Gillian Laub photography explores experiences of young Blacks in rural South

Segregated proms seem like an anachronism. Relegated to black-and-white movies. Soda fountains. Sadly, that is not the case as Gillian Laub discovered for herself.
American photographer Gillian Laub (b. 1975) has spent the last two decades investigating political conflicts, exploring family relationships, and challenging assumptions about cultural identity. In Southern Rites, a photography series, Laub engages her skills as a photographer, filmmaker, and visual activist to examine the realities of racism and raise questions that are simultaneously painful and essential to understanding the American consciousness.
Mount Vernon, Georgia
In 2002, Gillian Laub was sent on a magazine assignment to Mount Vernon, Georgia, to document the lives of teenagers in the American South. The town, nestled among fields of Vidalia onions, symbolized the archetype of pastoral, small town American life. The Montgomery County residents Laub encountered were warm, polite, protective of their neighbors, and proud of their history. Yet Laub learned that the joyful adolescent rites of passage celebrated in this rural countryside — high school homecomings and proms — were still racially segregated.

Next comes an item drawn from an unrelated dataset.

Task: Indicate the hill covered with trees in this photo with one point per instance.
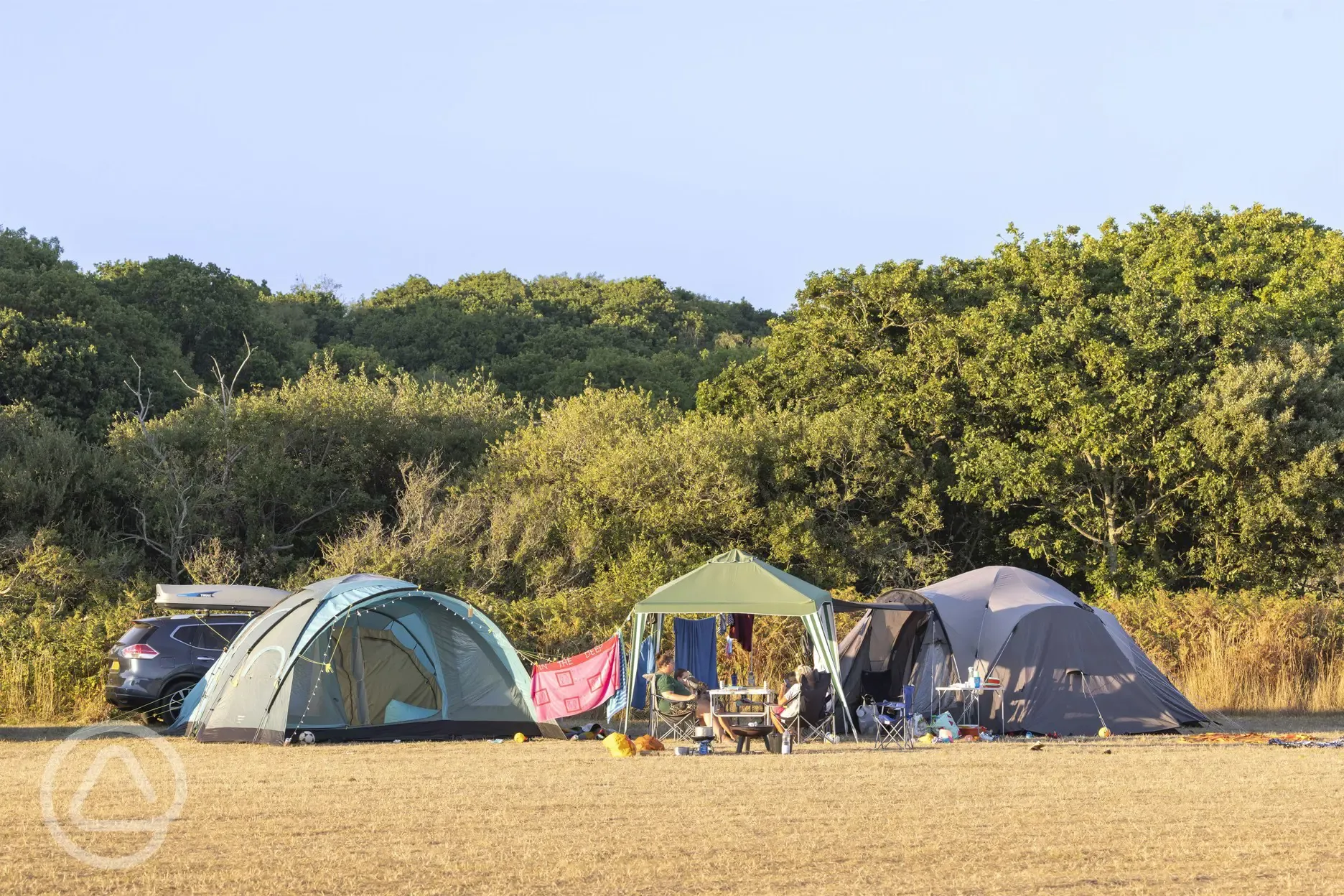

Laub continued to photograph Montgomery County over the following decade, returning even in the face of growing — and eventually violent — resistance from community members and local law enforcement. She documented a town held hostage by the racial tensions and inequities that scar much of the nation’s history.
In 2009, a few months after Barack Obama’s first inauguration, Laub’s photographs of segregated proms were published in The New York Times Magazine. The story brought national attention to the town and the following year the proms were finally integrated. The power of her photographic images served as the catalyst and, for a moment, progress seemed inevitable.
Then, in early 2011, tragedy struck the town. Justin Patterson, a twenty-two-year-old unarmed African American man — whose segregated high school homecoming Laub had photographed — was shot and killed by a sixty-two-year-old white man.
Laub’s project, which began as an exploration of segregated high school rituals, evolved into an urgent mandate to confront the painful realities of discrimination and structural racism.
Gillian Laub continued to document the town over the following decade, during which the country re-elected its first African American president and the ubiquity of camera phones gave rise to citizen journalism exposing racially motivated violence. As the Black Lives Matter Movement and national protests proliferated, Laub uncovered a complex story about adolescence, race, the legacy of slavery, and the deeply rooted practice of segregation in the American South.
Southern Rites is a specific story about twenty-first century young people in the American South, yet it poses a universal question about human experience: can a new generation liberate itself from a harrowing and traumatic past to create a different future.

EPILOGUE
On March 1, 2017, an African American student at Montgomery County High School, Jamaal Fields, noticed a noose hanging on an old soccer goalpost during his third period class. Fields snapped a picture of the hangman’s knot—the kind used for decades to lynch African Americans in the South—and posted it on social media, then promptly reported the incident to the school principal.
The noose was quietly removed by school officials without comment, and Fields was reprimanded for calling attention to the noose through his posts and punished with a suspension on the grounds of “misuse of technology.”
Asked if he regretted posting the image, Fields responded, “If I didn’t post this photo on Facebook and just went to the principal’s office to report it, nobody would have ever known about it. They would have tried to cover it up and hide it. They asked why I tried to make the school look bad.”
Fields’ mother, who graduated from Montgomery County High School two decades earlier, observed that things have gotten worse since she was a student, stating, “I feel like black people will never be free. Never.”
Stacey Abrams
In 2018, Stacey Abrams ran as the Democratic Party nominee for governor of the State of Georgia, becoming the first African American woman to be nominated by a major party for the position. On the last day of her campaign, Abrams visited Montgomery and Toombs counties.
Abrams narrowly lost the gubernatorial race to Republican Brian Kemp, who served as secretary of state and supervised Georgia’s voter rolls. In the months leading up to the election, Kemp purged voter rolls and tightened voting restrictions; he used his office to limit access to voting in order to benefit his own candidacy.
Ahmaud Arbery
On February 23, 2020, Ahmaud Arbery, an unarmed twenty-five year old African American man, was jogging in Glynn County, Georgia, when he was pursued and fatally shot by three white town residents who were driving a pickup truck. Arbery’s murder, and the delayed investigation and arrest of his killers, contributed to national debates about racial injustice that were heightened by the release of a video of the shooting.